Lendo o livro de Jorge Semprun "O Morto Certo" (editora Arx, 2005), fiquei impressionado com a sucessão de misérias ocorridas no campo de concentração de Buchenwald, onde o escritor espanhol esteve durante os últimos anos da 2ª Guerra Mundial. Já conhecia o horror dos outros campos onde milhões de judeus foram massacrados.
Buchenwald não era destinado exatamente a judeus e minorias raciais existentes nos países invadidos pelo 3º Reich. Localizado nas vizinhanças de Weimar, quase à sombra das alfaias onde Goethe mantinha suas conversas com Eckermann, tornara-se o inferno de comunistas e resistentes, alemães ou não, que se insurgiam contra as forças de ocupação nazistas. Semprun era um deles. A maioria fazia trabalhos forçados, alguns poucos eram designados a tarefas administrativas. Havia inclusive uma pequena biblioteca onde os usuários podiam conversar mais livremente. Numa dessas conversas, com um ex-professor universitário, embora nenhum dos dois fosse crente, estranharam o silêncio de Deus nos rumos da humanidade."Levando em conta a fábula bíblica, a última vez em que Deus falou aos homens foi no monte Sinai. De lá para cá, ou a história se retirou de Deus ou Deus se retirou da história".
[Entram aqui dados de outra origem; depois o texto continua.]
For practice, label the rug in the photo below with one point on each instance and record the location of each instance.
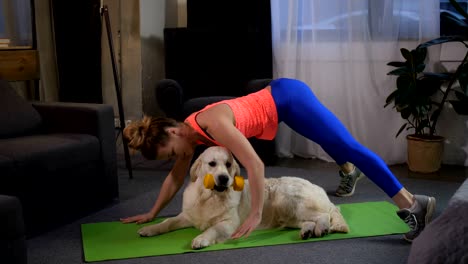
(115, 240)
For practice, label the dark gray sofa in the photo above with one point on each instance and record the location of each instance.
(445, 240)
(58, 159)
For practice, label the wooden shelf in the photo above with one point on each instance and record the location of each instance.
(19, 65)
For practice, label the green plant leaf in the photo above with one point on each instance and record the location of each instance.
(435, 114)
(403, 82)
(463, 78)
(461, 96)
(406, 54)
(401, 129)
(405, 113)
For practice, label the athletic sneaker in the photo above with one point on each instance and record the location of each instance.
(418, 216)
(348, 182)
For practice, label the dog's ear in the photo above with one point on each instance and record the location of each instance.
(194, 170)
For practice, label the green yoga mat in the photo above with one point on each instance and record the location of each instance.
(114, 240)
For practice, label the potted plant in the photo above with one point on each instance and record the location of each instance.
(416, 93)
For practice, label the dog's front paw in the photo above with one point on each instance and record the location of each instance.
(151, 230)
(200, 242)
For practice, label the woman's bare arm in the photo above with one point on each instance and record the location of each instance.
(171, 185)
(219, 124)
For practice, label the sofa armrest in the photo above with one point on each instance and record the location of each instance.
(83, 118)
(170, 97)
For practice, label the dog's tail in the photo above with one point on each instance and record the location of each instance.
(337, 222)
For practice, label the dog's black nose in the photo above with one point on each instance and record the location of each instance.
(223, 180)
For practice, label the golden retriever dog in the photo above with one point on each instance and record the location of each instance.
(218, 211)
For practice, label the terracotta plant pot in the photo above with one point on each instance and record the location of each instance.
(425, 154)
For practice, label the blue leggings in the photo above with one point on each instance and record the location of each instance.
(298, 108)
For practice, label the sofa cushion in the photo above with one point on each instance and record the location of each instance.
(52, 151)
(17, 115)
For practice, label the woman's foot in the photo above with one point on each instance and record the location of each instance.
(418, 215)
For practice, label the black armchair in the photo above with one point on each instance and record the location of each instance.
(58, 158)
(178, 102)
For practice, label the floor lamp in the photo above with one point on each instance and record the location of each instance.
(105, 15)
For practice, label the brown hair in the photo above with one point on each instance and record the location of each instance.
(147, 134)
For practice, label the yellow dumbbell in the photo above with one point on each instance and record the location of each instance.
(237, 185)
(208, 181)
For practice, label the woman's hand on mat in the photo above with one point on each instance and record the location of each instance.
(139, 219)
(248, 226)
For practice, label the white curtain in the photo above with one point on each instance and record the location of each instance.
(340, 48)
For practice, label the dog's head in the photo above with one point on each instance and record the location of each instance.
(219, 162)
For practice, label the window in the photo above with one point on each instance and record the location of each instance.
(337, 20)
(445, 6)
(15, 24)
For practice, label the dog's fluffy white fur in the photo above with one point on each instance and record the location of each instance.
(289, 202)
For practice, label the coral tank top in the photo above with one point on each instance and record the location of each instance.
(255, 116)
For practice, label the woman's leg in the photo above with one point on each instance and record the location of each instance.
(298, 107)
(304, 113)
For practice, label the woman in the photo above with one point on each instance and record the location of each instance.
(229, 123)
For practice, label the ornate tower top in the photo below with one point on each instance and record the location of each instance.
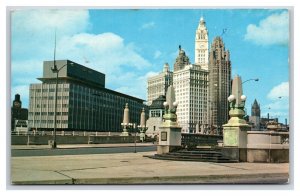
(181, 60)
(255, 109)
(17, 103)
(166, 67)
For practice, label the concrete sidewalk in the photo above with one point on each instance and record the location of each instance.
(66, 146)
(133, 168)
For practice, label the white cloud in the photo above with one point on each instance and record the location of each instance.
(33, 30)
(272, 30)
(279, 91)
(43, 21)
(107, 52)
(157, 54)
(148, 25)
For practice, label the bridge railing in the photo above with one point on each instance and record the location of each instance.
(191, 140)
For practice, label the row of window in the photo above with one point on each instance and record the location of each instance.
(48, 113)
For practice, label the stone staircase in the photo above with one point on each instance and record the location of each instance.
(200, 155)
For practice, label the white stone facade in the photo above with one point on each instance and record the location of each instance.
(191, 84)
(158, 85)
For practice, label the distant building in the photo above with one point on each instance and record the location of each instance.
(157, 85)
(156, 112)
(191, 83)
(219, 83)
(19, 115)
(83, 102)
(254, 119)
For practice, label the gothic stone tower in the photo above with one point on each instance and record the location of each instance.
(219, 83)
(181, 60)
(201, 45)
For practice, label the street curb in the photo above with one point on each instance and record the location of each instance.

As atrocidades cometidas durante aquele conflito, que incluíam não apenas os campos de concentração mas todas as misérias praticadas, muitas vezes por ambos os lados da guerra, pareciam dar razão às reflexões dos dois intelectuais que haviam lutado na Resistência. Semprun chega a lembrar o mal radical, o "Das radikal Böse", de Kant, cuja experiência ali estava, de forma nítida, irrefutável.
Nem sempre a história vive um clímax tão dramático, em que o mal radical é esfregado com violência na face humana. Aquele período foi um desses momentos. Mas há diversos outros em que muda apenas o grau, mas não o gênero do mal radical, que equivale, até certo ponto, ao silêncio de Deus.